Afterwards, we set off for the Basilica of the National Shrine of the Immaculate Conception (or, as I thought in my head, the main event). It is one of the most gorgeous churches I have ever seen. The walls, ceiling and even floors are beautifully adorned in glittering stones, multi-colored mosaics and brilliant sculptures. We got there about an hour before Mass and wandered around different shrines. Perhaps my favorite area was an alcove where depictions of the Joyful Mysteries resided. As if that all wasn't enough, there was a basement level below full of more shrines, bookstores and a cafeteria.
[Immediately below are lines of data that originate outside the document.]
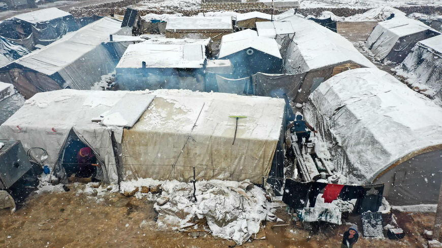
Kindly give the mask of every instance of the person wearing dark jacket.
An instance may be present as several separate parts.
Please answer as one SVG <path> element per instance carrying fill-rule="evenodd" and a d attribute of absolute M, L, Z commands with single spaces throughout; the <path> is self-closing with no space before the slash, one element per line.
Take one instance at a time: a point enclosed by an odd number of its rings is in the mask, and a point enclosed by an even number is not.
<path fill-rule="evenodd" d="M 305 138 L 306 143 L 308 143 L 308 139 L 310 138 L 310 131 L 306 130 L 307 128 L 315 133 L 318 133 L 318 131 L 314 130 L 313 127 L 310 126 L 306 121 L 302 120 L 302 116 L 301 115 L 296 116 L 296 120 L 289 125 L 288 127 L 290 128 L 290 131 L 292 132 L 294 132 L 296 134 L 296 137 L 298 137 L 297 143 L 298 144 L 302 143 L 302 138 Z"/>
<path fill-rule="evenodd" d="M 344 233 L 342 237 L 342 243 L 341 244 L 341 248 L 353 248 L 353 244 L 358 241 L 359 234 L 358 233 L 358 227 L 356 225 L 352 225 L 349 230 Z"/>

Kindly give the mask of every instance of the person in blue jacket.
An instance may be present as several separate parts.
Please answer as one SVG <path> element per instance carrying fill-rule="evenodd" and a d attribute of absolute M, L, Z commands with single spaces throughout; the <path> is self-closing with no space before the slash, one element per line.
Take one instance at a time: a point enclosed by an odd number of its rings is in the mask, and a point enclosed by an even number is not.
<path fill-rule="evenodd" d="M 302 116 L 301 115 L 296 116 L 296 120 L 289 125 L 288 127 L 290 128 L 290 131 L 296 134 L 296 136 L 298 137 L 297 143 L 298 144 L 302 143 L 302 138 L 305 138 L 306 143 L 308 143 L 308 139 L 310 138 L 310 131 L 307 131 L 307 128 L 315 133 L 318 133 L 318 131 L 314 130 L 314 128 L 306 121 L 302 120 Z"/>
<path fill-rule="evenodd" d="M 341 248 L 353 248 L 353 245 L 358 241 L 359 234 L 358 233 L 358 226 L 352 225 L 348 231 L 344 233 Z"/>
We could have spent much longer there than we did, but there were a few other things we wanted to do before we left.

We returned to our hotel and drove off to dinner at Nando's. After hearing and seeing people talk about going to Nando's for years, I knew I couldn't pass up the opportunity. C and I had salads and split half a chicken and a ton of chips (fries). The hot sauce selection did not disappoint and I poured multiple options onto my plate. I have been on a hot sauce kick lately, so I scooped up Peri-Peri with every chip. We were fairly full of chicken, but not too full for ice cream. Nicecream is an ice cream shop that crafts made to order ice cream with local ingredients and liquid nitrogen. I know. It was basically a constant science experiment in there. I grabbed scoops of blueberry and chocolate (C stuck with double chocolate) and we enjoyed our novelty experience outside. The texture is super smooth, almost velvety and, dare I say it, I think I liked the blueberry more than the chocolate. Wild! We savored our treat and watched billows of evaporated liquid nitrogen smoke pour out of the shop.